Roland descendait déjà l’escalier.

Buridan, au lieu d’achever sa phrase, qui probablement n’était pas un cantique de louanges en l’honneur de Mlle ou Mme Sadoulas, se demanda :

— Au fait, pourquoi n’est-elle pas venue ?

— Hé ! cria dans l’escalier la voix de Roland, Monsieur Léon Malevoy !

— Qu’y a-t-il encore, Monsieur Roland tout court ?

— Il est cinq heures moins le quart.

— Bien obligé… bonsoir !

— Monsieur Léon Malevoy !

— Après ?

— Savez-vous pourquoi on m’a demandé l’heure qu’il est à tous les étages de votre maison ?

— Parce que les montres de tous les étages sont au Mont-de-Piété. Bonne nuit !

— Dites donc ! un dernier mot. Vous êtes clerc chez M. Deban, n’est-ce pas, Monsieur Léon Malevoy ?

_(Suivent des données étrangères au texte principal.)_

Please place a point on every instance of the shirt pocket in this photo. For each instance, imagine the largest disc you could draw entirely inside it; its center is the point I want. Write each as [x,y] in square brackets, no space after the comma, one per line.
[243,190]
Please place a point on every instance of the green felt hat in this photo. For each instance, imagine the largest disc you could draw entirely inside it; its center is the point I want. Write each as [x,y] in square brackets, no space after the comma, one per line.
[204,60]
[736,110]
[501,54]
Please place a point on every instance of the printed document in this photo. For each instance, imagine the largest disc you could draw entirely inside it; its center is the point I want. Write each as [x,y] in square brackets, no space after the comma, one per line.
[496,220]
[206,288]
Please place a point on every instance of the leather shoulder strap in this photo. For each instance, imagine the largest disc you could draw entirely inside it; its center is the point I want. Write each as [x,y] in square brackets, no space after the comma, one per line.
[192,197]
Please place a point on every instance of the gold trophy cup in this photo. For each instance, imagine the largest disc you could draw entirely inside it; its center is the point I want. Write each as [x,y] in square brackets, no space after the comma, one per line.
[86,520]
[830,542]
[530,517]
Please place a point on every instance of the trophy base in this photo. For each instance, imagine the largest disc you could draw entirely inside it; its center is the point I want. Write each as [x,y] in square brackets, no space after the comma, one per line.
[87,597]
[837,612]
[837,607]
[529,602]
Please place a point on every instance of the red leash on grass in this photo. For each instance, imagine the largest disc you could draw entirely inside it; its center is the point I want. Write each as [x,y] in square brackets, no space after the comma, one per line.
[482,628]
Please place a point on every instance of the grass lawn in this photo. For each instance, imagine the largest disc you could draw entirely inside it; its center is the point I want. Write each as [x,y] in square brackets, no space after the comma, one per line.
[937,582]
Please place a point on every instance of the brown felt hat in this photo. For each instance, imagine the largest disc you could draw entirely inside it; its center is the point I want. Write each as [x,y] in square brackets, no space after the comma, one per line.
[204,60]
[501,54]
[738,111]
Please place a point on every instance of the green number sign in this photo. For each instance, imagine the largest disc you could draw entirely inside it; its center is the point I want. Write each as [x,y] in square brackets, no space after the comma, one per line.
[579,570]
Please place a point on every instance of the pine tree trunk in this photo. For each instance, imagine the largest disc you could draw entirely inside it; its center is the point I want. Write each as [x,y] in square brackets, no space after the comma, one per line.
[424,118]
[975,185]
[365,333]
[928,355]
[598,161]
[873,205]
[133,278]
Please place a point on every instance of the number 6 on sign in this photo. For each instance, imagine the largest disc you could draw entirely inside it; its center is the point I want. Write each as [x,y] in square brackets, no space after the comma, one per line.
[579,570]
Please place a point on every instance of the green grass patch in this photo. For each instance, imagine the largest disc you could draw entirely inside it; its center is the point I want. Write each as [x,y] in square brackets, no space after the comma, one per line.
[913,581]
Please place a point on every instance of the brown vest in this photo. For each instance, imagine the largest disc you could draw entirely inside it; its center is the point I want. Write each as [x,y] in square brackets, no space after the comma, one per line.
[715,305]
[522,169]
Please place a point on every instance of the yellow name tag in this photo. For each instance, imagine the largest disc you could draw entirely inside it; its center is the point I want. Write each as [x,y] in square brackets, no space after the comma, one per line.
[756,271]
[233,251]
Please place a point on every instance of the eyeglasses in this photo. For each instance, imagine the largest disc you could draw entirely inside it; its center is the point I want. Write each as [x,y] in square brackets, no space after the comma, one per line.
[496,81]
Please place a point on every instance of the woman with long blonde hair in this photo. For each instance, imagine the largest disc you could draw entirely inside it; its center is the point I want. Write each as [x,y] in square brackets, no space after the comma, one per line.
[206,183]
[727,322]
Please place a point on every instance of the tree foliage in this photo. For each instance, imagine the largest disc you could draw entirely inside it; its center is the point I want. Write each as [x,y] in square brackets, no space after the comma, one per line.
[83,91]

— Mais oui, Monsieur Roland tout court. Quatrième clerc.

— J’étais venu pour parler à votre patron… une affaire très pressée… Il n’est pas à la maison ?

— Non.

— Savez-vous où je pourrais le rencontrer ?

— Oui… Palais-Royal, galerie de Valois, no 113.

— À la maison de jeu ?

— Il est le notaire de l’établissement.

— Je vais aller l’y trouver.

— Inutile, si c’est pour lui demander de l’argent.

— Au contraire, c’est pour lui en remettre.

— Dangereux ! Attendez à demain, Monsieur Roland tout court… Nous reviendrons peut-être ensemble du cimetière Montparnasse.